I had always been drawn to places of great light, perhaps as a result of the many stories I heard my Grandparents tell about the beauty of moon light on the Bay of Naples and the sunlit fragrant gardens of Sicily which I visited recently. My bones ached for warmth and light, something New England’s long winters did not provide. When I first arrived in the late 60’s, I felt at home at once and found a source of inspiration. Here was the light I had longed for, a light that filled one’s spirit. Philosophers say that, the Soul dwells in light, and this environ was the closest expression of my soul I’d discovered with the exception of Sicily and Africa. After living in an era that seems to be suffering from a type of soul loss, in the hurried pace of a high tech world, computers, tv, fast foods and lanes, I discovered that Jamaica’s sunshine and clear skies, incredible variety of intense colour and varied lush landscape, made it easy for me to get in touch with my deeper nature, the poet within me.

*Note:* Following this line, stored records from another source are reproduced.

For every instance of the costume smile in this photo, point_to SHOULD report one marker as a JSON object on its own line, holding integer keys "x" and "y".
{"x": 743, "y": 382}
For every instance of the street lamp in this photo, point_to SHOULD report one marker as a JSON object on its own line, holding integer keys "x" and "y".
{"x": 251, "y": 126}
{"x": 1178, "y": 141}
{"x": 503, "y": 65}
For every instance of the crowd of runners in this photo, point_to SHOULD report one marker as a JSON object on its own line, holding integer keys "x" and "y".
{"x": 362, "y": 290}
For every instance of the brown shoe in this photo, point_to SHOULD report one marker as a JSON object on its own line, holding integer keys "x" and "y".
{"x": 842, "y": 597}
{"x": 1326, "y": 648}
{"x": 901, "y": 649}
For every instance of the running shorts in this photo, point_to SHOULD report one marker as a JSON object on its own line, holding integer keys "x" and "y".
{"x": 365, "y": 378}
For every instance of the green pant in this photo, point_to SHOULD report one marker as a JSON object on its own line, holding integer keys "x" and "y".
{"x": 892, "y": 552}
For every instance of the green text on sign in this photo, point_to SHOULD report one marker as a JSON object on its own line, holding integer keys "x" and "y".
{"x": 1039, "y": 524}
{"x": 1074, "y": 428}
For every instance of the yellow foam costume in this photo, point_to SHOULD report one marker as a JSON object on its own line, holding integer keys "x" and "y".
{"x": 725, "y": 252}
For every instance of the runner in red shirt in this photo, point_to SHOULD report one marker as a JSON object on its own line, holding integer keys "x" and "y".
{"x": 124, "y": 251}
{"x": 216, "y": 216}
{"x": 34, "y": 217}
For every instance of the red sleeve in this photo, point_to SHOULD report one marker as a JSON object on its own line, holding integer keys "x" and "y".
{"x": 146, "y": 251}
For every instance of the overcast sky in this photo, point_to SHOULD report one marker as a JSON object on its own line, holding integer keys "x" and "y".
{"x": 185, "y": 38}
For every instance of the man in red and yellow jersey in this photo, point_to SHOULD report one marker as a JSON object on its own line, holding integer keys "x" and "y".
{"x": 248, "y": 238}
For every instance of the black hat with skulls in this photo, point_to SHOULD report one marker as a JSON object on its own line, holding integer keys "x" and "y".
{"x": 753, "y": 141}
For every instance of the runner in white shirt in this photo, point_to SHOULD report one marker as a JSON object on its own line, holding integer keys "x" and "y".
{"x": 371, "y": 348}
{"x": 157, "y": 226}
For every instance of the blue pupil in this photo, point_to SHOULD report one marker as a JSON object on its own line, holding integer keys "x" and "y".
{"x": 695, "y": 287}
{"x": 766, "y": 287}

Each return to Montego Bay became my re-member-ing or the coming together of lost parts of myself within the greater whole. Jamaica’s generous bounty filled me with a rush of exquisite colour at every turn, blossoms, scented-flowers, greenery, hillsides, ocean vistas, rivers, lagoon views, mountains almost as high as those in Ethiopia, and a fertile garden of exotic fruit trees, plants, herbs and vegetables that all seemed to call, “Come and walk with me, get to know your true nature that you make treasure it and keep it sacred.” Surrounded by water and sunlight’s shifting play, I need only awaken and look outside at the beauty of the dawn to remember who I was. Here, my writing flourished and my creativity overflowed. This may also account for the many fine artists, painters and sculptors who are Jamaicans. I wrote the poems and stories to express what happened each time I visited and experienced an expanded awareness without any effort on my part. Over time my work would include photos which I have exhibited in “A Passion for Jamaica” at Round Hill Resort and Villas. So too did I add the shadow aspects of life on a beautiful island where women, children and the vulnerable are too often abused.

Alok Mishra: And this is the last question that I have for you. What is your message to poets and artists who are willing to make their career in it?

Louisa Calio: You may have to juggle several careers to make a living unless you find a patron. I am an example of the former option that included teaching, arts administration, festival organizer etc.

Immerse yourself in the best writings, but spend more time listening within to hear your inner voice and speak from that, grow to trust that still small voice within you above the din and noise of the outer world, and if you love words as I do, make your own music no matter what others say or don’t say. Writing is the music of YOUR soul.